Taraflar arasındaki 4650 sayılı Kanunla değişik 2942 sayılı Kamulaştırma Kanununun 10. maddesine dayanan kamulaştırma bedelinin tespiti ve kamulaştırılan taşınmazın yol olarak tapudan terkini davasından dolayı yapılan yargılama sonunda; İlk Derece Mahkemesince (... Asliye Hukuk Mahkemesi 2017/50 Esas–2018/194 Karar) davanın kabulüne ilişkin olarak verilen karara karşı, davacı idare ve davalı ... vekili tarafından yapılan istinaf başvurusunun ... Bölge Adliye Mahkemesinin 6. Hukuk Dairesince HMK’nun 353/1-b-1 maddesi uyarınca esastan reddine dair hükmün Yargıtayca incelenmesi davacı idare ve davalı ... vekilleri tarafından verilen dilekçeler ile istenilmiş; davalı ... vekili de temyiz dilekçesinde duruşma isteminde bulunmuş olmakla, duruşma için belirlenen 09/02/2021 günü temyiz eden davalı vekili ve aleyhine temyiz olunan davalı ... vekilinin yüzlerine karşı; usulüne göre çağrı kağıdı gönderilmesine rağmen gelmediğinden temyiz eden davacı idare vekilinin yokluğunda duruşmaya başlanarak sözlü açıklamalar da dinlendikten ve dosyadaki kağıtlar okunup uyuşmazlık anlaşıldıktan sonra gereği görüşülüp düşünüldü.
- K A R A R -
Dava, 4650 sayılı Kanunla değişik 2942 sayılı Kamulaştırma Kanununun 10. maddesine dayanan kamulaştırma bedelinin tespiti ve kamulaştırılan taşınmazın yol olarak tapudan terkini istemine ilişkindir.
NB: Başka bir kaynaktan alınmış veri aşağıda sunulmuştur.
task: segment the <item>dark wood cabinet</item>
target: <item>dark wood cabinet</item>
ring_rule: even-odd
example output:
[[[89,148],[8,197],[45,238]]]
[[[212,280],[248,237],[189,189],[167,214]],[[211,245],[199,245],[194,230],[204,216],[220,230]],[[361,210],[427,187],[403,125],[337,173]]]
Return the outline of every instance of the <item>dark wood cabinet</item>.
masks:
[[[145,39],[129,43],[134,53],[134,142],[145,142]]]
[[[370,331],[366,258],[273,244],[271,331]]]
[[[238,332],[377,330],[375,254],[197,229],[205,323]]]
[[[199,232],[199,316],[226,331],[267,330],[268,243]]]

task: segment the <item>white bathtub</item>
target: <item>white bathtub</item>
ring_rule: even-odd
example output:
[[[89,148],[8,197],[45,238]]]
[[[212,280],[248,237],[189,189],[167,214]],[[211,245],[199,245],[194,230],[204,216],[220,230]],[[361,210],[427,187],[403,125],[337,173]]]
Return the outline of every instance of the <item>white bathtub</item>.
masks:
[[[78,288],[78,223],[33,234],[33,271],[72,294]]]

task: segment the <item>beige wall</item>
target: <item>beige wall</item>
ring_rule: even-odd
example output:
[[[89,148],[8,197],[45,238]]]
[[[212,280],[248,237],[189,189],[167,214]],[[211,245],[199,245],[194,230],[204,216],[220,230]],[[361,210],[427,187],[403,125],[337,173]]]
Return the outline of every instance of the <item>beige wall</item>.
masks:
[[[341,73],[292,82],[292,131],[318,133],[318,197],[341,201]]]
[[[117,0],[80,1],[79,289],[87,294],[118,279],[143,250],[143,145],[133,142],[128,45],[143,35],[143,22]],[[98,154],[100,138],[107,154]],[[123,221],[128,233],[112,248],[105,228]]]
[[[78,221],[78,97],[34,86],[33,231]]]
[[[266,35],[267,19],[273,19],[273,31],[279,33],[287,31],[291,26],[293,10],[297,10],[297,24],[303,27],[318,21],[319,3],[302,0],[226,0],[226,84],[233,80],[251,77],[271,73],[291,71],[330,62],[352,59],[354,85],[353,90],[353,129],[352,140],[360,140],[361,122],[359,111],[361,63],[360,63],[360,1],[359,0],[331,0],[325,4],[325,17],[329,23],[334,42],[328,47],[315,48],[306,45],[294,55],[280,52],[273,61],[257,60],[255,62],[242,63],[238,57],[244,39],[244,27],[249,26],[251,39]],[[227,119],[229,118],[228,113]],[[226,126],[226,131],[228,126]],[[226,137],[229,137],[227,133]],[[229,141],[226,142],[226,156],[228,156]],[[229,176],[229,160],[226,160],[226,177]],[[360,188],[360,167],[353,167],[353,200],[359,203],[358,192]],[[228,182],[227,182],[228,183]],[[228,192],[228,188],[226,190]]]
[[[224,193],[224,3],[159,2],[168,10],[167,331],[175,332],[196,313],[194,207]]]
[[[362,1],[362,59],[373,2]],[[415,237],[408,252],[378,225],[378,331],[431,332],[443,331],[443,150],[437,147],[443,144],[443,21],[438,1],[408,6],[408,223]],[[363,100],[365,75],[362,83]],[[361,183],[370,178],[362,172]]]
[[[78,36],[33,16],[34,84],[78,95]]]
İlk derece mahkemesince davanın kabulüne ilişkin olarak verilen karara karşı, davacı idare ve davalı ... vekilleri tarafından yapılan istinaf başvurusunun ... Bölge Adliye Mahkemesi 6. Hukuk Dairesince esastan reddine karar verilmiş olup; hüküm, davacı idare ve davalı ... vekillerince temyiz edilmiştir.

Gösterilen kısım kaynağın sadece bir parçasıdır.